Highly pipelined array multiplier: In both synthesis tools, the + operator uses the fast carry logic present in Xilinx FPGAs. Build an array multiplier using a set of adders. You may want to experiment with the width of the adders that you use (12 bit adders might not be optimal.)
Pipelined Wallace tree multiplier: Generate the logic for a Wallace tree multiplier and pipeline it. Use AND gates for the partial product generation, full adders for the partial product reduction, and a large adder (using the + operator) for the final adder.
A pipelined Ferrari-Stefanelli multiplier. This uses a bigger multiplier (say 2x2) to generate partial products. Then you can use a Wallace tree reduction and final adder.
Shift-and-add serial multiplier.
Serial-serial multiplier.

The test criteria:

Your Verilog or VHDL MUST run with Harness.v or Harness.vhd. The only thing you may change in Harness is the two parameters: PERIOD and LATENCY.

What you should hand in:

Verilog (or VHDL) description of multiplier in mult4.v. Include as a comment the latency and frequency settings for test harness.
Postscript out of simwaves timing diagram in simwave2.ps
Describe any variations to the synthesis or P&R flow that you used in written.txt part 4. Also report the target FPGA, the number of CLBs, registers, and the length of the critical path. Basically, give us the results, plus enough information to duplicate the work that you did.
Turn in any software that you wrote to assist your design of this task.

5. Designing a Constant Multiplier

If one operand to a multiplier is a constant, the logic required to perform a multiplication is significantly reduced.

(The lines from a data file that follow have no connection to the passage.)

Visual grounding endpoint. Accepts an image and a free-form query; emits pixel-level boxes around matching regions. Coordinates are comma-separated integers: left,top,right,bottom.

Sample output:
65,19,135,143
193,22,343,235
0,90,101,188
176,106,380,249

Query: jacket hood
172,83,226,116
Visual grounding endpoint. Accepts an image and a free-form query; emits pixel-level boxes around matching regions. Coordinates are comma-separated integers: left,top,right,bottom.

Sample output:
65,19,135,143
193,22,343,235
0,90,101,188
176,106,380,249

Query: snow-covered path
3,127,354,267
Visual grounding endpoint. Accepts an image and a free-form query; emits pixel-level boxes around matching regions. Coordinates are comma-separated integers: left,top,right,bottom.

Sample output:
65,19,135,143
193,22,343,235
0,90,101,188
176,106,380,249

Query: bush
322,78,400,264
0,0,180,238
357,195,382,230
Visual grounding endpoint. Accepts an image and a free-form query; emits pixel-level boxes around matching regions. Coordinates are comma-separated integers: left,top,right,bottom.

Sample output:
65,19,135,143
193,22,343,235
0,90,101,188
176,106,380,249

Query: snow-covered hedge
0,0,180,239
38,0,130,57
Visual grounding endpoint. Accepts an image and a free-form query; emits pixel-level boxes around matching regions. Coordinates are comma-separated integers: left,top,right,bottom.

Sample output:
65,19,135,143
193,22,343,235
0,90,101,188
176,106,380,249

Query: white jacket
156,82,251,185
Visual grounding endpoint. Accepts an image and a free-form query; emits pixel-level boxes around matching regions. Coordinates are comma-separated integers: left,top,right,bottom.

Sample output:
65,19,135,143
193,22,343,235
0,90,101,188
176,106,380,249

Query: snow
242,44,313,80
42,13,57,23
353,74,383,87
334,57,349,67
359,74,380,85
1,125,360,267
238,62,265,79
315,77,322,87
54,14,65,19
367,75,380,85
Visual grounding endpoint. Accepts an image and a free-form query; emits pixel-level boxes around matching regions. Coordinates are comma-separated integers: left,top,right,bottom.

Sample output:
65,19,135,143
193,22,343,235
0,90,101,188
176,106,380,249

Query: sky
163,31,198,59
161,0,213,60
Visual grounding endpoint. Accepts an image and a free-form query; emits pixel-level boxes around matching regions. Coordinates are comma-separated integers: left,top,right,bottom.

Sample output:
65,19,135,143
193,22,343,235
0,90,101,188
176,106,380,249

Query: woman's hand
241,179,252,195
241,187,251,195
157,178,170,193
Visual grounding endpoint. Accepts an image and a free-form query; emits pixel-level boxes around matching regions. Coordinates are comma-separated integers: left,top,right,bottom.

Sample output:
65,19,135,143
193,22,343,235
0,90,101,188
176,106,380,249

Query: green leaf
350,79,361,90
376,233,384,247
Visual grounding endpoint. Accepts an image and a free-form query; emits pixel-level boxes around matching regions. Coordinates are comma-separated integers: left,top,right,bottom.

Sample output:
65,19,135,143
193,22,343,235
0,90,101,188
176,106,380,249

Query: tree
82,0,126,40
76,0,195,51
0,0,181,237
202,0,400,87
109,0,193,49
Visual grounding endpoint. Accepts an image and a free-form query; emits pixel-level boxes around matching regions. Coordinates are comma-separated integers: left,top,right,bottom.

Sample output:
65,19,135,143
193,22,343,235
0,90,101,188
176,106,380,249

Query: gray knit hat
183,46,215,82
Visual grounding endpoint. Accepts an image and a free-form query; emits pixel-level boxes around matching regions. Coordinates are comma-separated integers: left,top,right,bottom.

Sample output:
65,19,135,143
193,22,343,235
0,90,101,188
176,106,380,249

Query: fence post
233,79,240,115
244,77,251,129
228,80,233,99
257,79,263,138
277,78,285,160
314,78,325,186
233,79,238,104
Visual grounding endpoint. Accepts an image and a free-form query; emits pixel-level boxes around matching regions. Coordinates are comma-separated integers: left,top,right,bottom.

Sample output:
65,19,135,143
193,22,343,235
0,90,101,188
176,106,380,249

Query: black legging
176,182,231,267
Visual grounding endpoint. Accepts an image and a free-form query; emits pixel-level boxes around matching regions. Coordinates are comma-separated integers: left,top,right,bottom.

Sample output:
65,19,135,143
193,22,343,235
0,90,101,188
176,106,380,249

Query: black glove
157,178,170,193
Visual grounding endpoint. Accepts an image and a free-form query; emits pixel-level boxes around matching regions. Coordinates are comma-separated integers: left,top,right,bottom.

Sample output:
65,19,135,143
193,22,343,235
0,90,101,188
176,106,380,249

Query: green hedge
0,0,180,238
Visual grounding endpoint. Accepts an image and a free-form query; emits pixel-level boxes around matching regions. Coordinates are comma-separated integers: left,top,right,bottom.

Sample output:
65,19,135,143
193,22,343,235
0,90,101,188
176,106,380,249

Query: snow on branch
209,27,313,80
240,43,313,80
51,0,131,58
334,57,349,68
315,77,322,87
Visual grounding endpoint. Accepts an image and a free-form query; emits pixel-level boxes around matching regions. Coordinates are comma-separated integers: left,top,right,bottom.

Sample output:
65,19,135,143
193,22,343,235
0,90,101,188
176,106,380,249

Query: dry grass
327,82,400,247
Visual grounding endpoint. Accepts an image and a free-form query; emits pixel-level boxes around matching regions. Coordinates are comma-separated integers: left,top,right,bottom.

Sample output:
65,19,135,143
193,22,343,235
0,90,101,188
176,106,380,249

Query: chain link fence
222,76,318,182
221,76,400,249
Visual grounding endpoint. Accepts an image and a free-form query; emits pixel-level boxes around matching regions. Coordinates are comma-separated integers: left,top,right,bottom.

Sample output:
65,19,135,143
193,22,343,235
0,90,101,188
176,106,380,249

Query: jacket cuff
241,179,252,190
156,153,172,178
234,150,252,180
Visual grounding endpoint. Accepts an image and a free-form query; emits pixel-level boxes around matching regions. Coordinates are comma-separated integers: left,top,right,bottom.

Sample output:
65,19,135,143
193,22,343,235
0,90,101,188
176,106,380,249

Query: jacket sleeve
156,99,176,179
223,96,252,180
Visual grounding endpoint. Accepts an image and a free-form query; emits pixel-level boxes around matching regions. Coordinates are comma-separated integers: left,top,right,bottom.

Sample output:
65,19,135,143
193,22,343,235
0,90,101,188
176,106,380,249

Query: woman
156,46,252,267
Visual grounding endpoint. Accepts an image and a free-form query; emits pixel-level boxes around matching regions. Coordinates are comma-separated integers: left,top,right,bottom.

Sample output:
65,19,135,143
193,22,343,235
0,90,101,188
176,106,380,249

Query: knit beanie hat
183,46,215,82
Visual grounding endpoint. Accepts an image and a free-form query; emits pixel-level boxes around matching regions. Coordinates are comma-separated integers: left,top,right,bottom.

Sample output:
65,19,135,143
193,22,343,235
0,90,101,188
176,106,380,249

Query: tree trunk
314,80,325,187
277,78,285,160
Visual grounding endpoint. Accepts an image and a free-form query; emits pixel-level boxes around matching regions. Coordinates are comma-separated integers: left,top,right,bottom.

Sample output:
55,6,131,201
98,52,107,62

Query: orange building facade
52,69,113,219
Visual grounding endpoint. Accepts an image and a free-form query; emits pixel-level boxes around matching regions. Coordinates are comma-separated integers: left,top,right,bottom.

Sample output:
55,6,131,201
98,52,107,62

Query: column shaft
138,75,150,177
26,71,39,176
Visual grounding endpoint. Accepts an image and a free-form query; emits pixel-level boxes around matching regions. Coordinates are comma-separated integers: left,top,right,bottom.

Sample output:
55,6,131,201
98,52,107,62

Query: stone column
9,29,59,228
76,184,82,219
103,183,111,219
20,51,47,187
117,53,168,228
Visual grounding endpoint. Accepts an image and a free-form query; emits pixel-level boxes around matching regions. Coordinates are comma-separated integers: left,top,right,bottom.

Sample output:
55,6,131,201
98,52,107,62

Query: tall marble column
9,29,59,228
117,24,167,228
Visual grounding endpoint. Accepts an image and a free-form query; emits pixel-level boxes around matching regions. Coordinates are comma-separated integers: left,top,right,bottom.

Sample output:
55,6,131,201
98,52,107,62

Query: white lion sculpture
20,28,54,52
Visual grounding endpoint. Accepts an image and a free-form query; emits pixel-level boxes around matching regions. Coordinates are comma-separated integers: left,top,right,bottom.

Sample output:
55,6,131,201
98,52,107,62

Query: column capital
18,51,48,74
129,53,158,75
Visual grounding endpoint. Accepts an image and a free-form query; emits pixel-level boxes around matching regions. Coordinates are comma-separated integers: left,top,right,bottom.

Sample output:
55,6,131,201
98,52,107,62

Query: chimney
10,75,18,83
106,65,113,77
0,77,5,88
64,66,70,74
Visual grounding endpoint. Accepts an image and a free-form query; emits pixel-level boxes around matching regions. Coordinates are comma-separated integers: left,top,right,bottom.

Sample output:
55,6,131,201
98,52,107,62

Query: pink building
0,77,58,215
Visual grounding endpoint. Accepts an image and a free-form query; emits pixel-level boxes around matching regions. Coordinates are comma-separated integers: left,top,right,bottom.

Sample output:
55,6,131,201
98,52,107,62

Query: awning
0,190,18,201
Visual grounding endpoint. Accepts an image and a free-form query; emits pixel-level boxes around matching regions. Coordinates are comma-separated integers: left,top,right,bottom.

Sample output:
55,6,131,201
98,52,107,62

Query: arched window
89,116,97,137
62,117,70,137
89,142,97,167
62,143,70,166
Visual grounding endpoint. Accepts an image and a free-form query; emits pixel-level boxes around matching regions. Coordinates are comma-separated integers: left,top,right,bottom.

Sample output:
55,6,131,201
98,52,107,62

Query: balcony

Design the verilog for a multiplier for the following twelve bit constants:

3171 (binary: 1100 0110 0011)
2426 (binary: 1001 0111 1010)

You should re-write both the harness and the multiplier files, and simulate with at least 300 random vectors. Like in the last section, you determine period, latency and the targetted FPGA (as long as it is in the Xilinx 4000E family with -3 speed grade). We will again give better grades to more extreme designs in the throughput and area space. Here are implementation some suggestions:

Use multiple adders, taking advantage of the fast-carry logic.
Use look-up tables to create small (4-bit input) constant multipliers, and add the results up.

You will need to modify the test harness so that it tests for constant multiplication.

What you should hand in:

Verilog (or VHDL) description of multiplier in mult4.v. Include as a comment the latency and frequency settings for test harness.
Postscript out of simwaves timing diagram in simwave2.ps
Describe any variations to the synthesis or P&R flow that you used in written.txt part 4. Also report the target FPGA, the number of CLBs, registers, and the length of the critical path. Basically, give us the results, plus enough information to duplicate the work that you did.
Turn in any software that you wrote to assist your design of this task.

6. How You Should Handin Your Work

Run the program /afs/cs/academic/15828/bin/handin -lab 1 [path]. If is a directory the entire directory will be turned in. If it is a file, the file will be turned in. You can run handin as many times as you want. The last copy will be what we evaluate.

Appendices:

A. On-line Documentation:

For Verilog and VHDL information run openbook. The following volumes may be relevant:

Verilog-XL Reference
Verilog-XL Tutorial
Verilog-XL Users Guide
LeapFrog VHDL Simulator Reference
LeapFrog VHDL Simulator User Guide

For Synopsys tools, run iview.

For help with dsgnmgr, run hyperhelp:

hyperhelp (xdsgn) /afs/ece/common/local/usr/supported/xilinx/M13/sol/usenglish/*.hlp

B. Xhosting

Telnet to a Solaris box (machine1) from your X terminal (machine2):

machine2% telnet far-sun4.andrew.cmu.edu
In order to find out the name of the Solaris box (machine1):
machine1% hostname

Klog into ECE:

machine1% klog UID@ece.cmu.edu
Where UID is your ECE user id.

Source the setup file:

machine1% source setvar847.sun4_55

Set the DISPLAY variable:

machine1% setenv DISPLAY machine2:0.0
Remember, machine2 is the hostname of the machine that runs your X display. You may have to add the ".ece.cmu.edu" suffix.

Enable xhosting:

machine2% xhost +machine1
Where machine1 is the hostname of the Solaris box. You may have to add the .andrew.cmu.edu suffix to the name you get from hostname.